Watching someone die...

Discussion in 'Real Life Stories' started by Bridgers, Aug 31, 2011.

  1. Well, I had my first experience of seeing someone die. A termanilly ill close family member, and before the I'm sorry replies come, please don't do that, this is more a question in how others have found that experience and their thoughts.

    We had gotten the call that the condition was worsening and perhaps it was time to gather.

    The person, lets call him B was at home lying in bed. When I arrived it obvious B was no longer lucid, on resonable doses of pain medication, breathing through their mouth and not moving much.

    We tried to talk to B, mentioning who was here and who was coming, little responses were given, the morphine basically killing all interaction with the world. We held and stroked B's hand, by this time it had been 3 days since B had taken water or food.

    A central line had been inserted that released morphine over 24 hours, the process being at this stage to remove water and food and allow the body to slowly die. Every hour things got worse, during the evening I retired to a hotel, however I had another phone call due to issues with pain medication and pain break through and had to return to help out, this was 1 till 4 in the morning. I ended up sleeping on a sofa. With the pain breakthrough, I had a feeling B was semi lucid and recongised me.

    This was very emotionally draining and at that time I would have myself thought about injecting more morphine to speed up the end.

    The final day, incresing doses of morphine was given. Breathing was becoming very hard and fluid started to build in B's lungs.

    This is just an awful noise known as the death rattle, we had been warned when this appears there is normally 24 hours or less to go. However the rattle is not that distressing for the person, more for the relatives around the bed.

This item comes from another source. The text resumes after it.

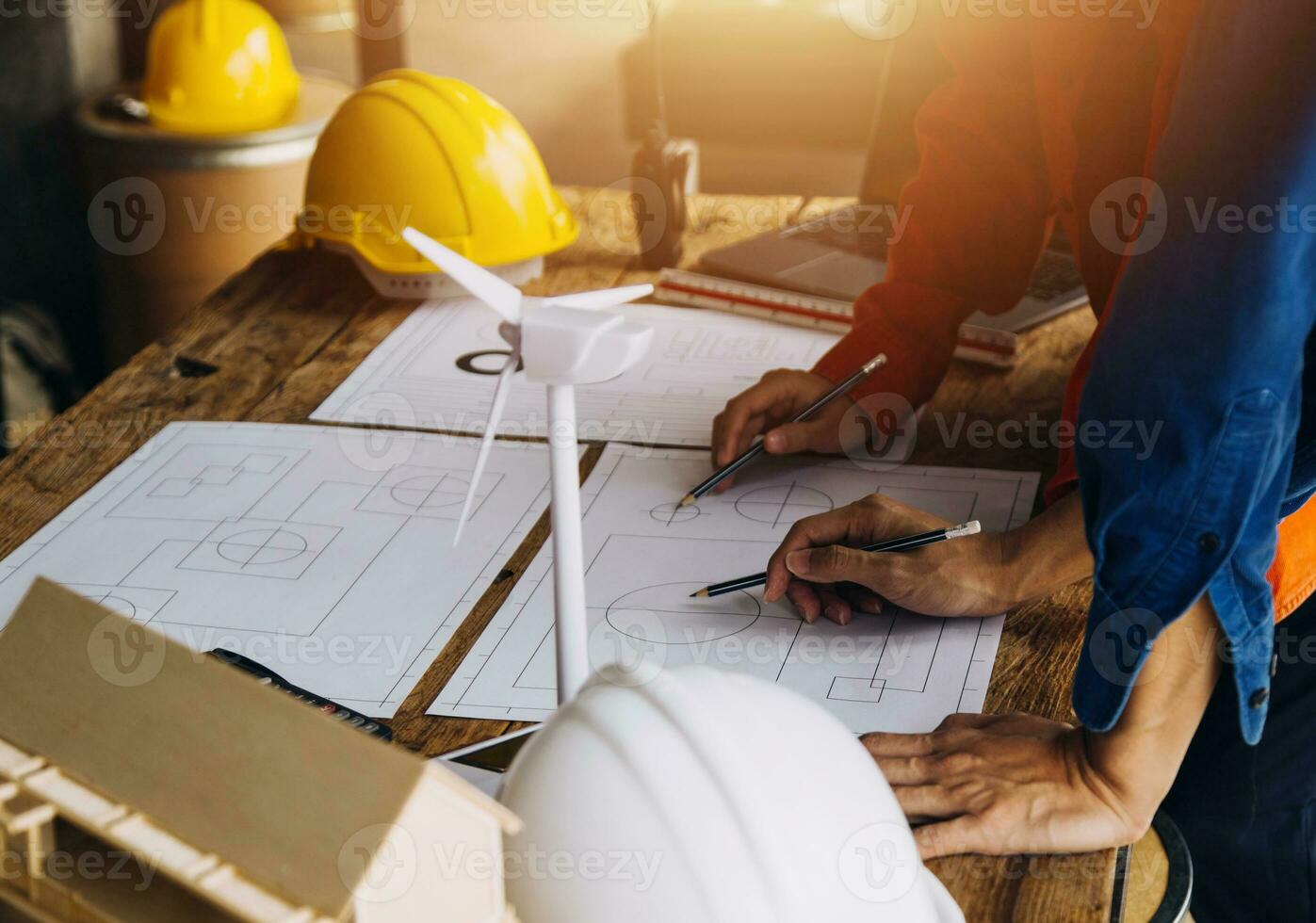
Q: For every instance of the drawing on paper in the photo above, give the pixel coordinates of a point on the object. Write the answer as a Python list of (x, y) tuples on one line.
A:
[(897, 671), (324, 553), (431, 374)]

    This rattle went on for about 6 hours, getting worse, by this time you are just in a numb state, trying to keep busy and also trying to montior the decline. A small part of you wants the person to wake up and get some contact with them, a miricle to happen, but you are pretty much resigned to the end coming.

    We had all moved out the bedroom for a few mintues to eat something, when I noticed the breathing pattern of B changing, to slow long breaths from shallow ones. We rushed back in and stood around the bed.

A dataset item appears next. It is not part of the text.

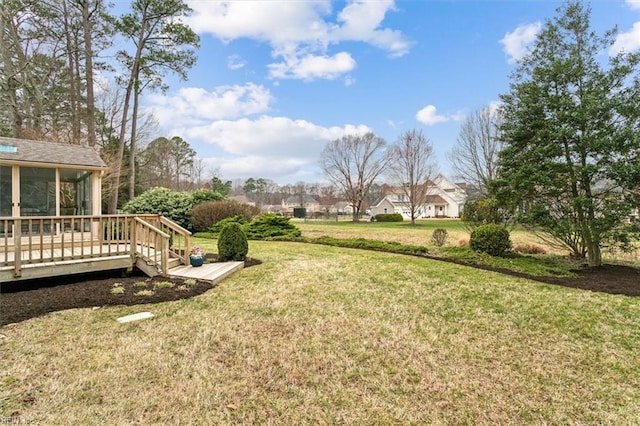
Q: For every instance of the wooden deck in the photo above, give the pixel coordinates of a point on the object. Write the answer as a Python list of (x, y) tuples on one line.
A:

    Interestingly enough, many people even with family around die alone in the final moments, you move out of the rom like we did and miss it. I understand why this is the sudden change to the final breaths is quick, from noticing the change to the final breath was only 6 or 7.

    The final moments are long slow expelling or air, groaning noises and the rattle, there was no waking up and mustering words. This is uncommon that people manage to do this, B had stopped talking 4 days before hand and never regained their voice. the lesson here being make sure you say the thing you want to say in plently of time. The stories of witty last words are very uncommon, death is a drawn out process.

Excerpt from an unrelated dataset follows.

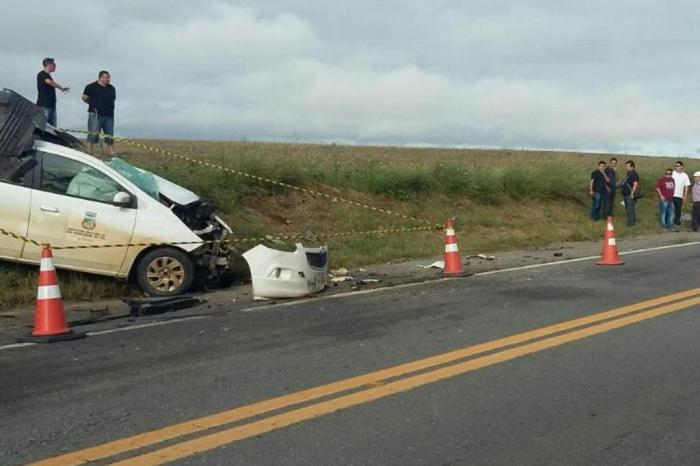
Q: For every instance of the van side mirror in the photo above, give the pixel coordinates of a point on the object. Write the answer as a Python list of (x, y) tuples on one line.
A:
[(122, 199)]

    The process was distressing, emotional and difficult, more for the realtives, and it is doubtful that B knew we were there at the final moment, but peace was obtained in the end.

    However difficult the final days are for the relatives, afterwards having seen that process and being involved in it, I feel better able to cope now, and while it is sad being there and involved at the final moments has been a great help.The person on the bed no longer loooks human, which in a strange way helps you to realise that they are no longer there and have moved on.

    I dont believe in an afterlife or intelligent enity controlling or not controlling us, I took comfort from being there and seeing that were not in pain.
     
  2. I had close to the same experience with my grandpa he layed there told everyone it was time for him to go after a couple of days of watching him lay there he passed there was a sudden peace at mind while feeling sad it was a pleasure to know he went in a peaceful way ahhh i miss that old man he was the best!
     
  3. Sounds like the man accomplished what he wanted
     
  4. This is some heavy shit to read before work. I'll finish reading it and type my response later today
     
  5. Deep man.

    Lived this with my grandpa. He was almost 100 years old. He lived a good life, loved a good woman, and was thouroughly blessed. He passed quietly without much suffering, and that is what was important to me, that he not suffer. He passed with dignity. It was a reliefe to me when he was gone. His troubles with his declining health were all over. He was at peaceful rest, following my Christian beliefs. God rest his soul.
     
  6. I've had the exact same thing with my gran, we found her on the floor because of a fall in the night that she had and it was said that she suffered a massive stroke, she wasn't concious when we arrived at her home and when the ambulance came she was still in a realy bad state, she was taken to hospital and as the thread naker said about a rattle? Death rattle I've heard it myself, its like some fluid is being garggled in the chest area, realy horrible sound, few hours later she passed away..



    Peace..



    Keepontoking...
     
  7. So did all the posters above feel that this process of watching the death helps. I feel that we hide away from this in the modern world, when in fact death and dying was a normal part of life.

    When my father died as a boy, my mother didn't even allow me to see my father during the last few weeks and not even go to the funeral. Which doesn't allow you to properly say goodbye or come to terms with it all.